Mondo
Il consumo di olio d’oliva in Svizzera
In Svizzera si consumano 15 mila tonnellate di olio di oliva, prevalentemente extra vergine in PET comprato in supermercati e ipermercati. Pochi consumatori tra i redditi più alti
30 gennaio 2023 | Vilar Juan
In Svizzera si consumano 15 mila tonnellate di olio d’oliva, pari al 5,4% dei grassi animali e vegetali consumati nel Paese.
In termini di profilo del consumatore, è consumato più dagli uomini che dalle donne, rispettivamente il 52,4% e il 47,6%. Per quanto riguarda l'età, più la popolazione è anziana, più alta è la percentuale di consumatori di olio d'oliva, con una prevalenza del 39% di coloro che hanno tra i 50 e i 65 anni.
In termini di struttura familiare, il consumo è maggiore nelle famiglie di mezza età con figli (34%), seguite dalle persone sole o vedove (19%). Chi ha un reddito medio-basso consuma più olio d'oliva di chi ha un reddito basso e, in misura minore, di chi ha un reddito alto. Il consumo tra le persone con un reddito medio è del 44%, del 37% tra quelle con un reddito basso e del 19% tra quelle con un reddito alto.
Il 58% dei consumatori consuma olio extravergine di oliva. Il consumo di olio d'oliva in Svizzera è maggiore nelle confezioni in PET (63%), seguite da quelle in vetro (31%).

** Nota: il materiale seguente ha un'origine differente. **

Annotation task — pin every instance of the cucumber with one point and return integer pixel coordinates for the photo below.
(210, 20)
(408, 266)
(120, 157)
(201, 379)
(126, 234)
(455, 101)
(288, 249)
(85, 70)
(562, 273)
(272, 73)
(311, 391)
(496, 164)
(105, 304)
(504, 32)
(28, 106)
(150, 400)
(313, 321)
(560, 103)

L'olio d'oliva viene utilizzato soprattutto a crudo (46%), seguito dalla cottura (30%), dalla grigliatura (18%) e dalla frittura (6%).
Per quanto riguarda il luogo di acquisto dell'olio, i supermercati sono i più popolari (40%), seguiti dagli ipermercati (25%).
Inoltre, l'87% delle persone che consumano olio d'oliva in Svizzera lo fa all'interno della propria abitazione, il restante 13% fuori casa.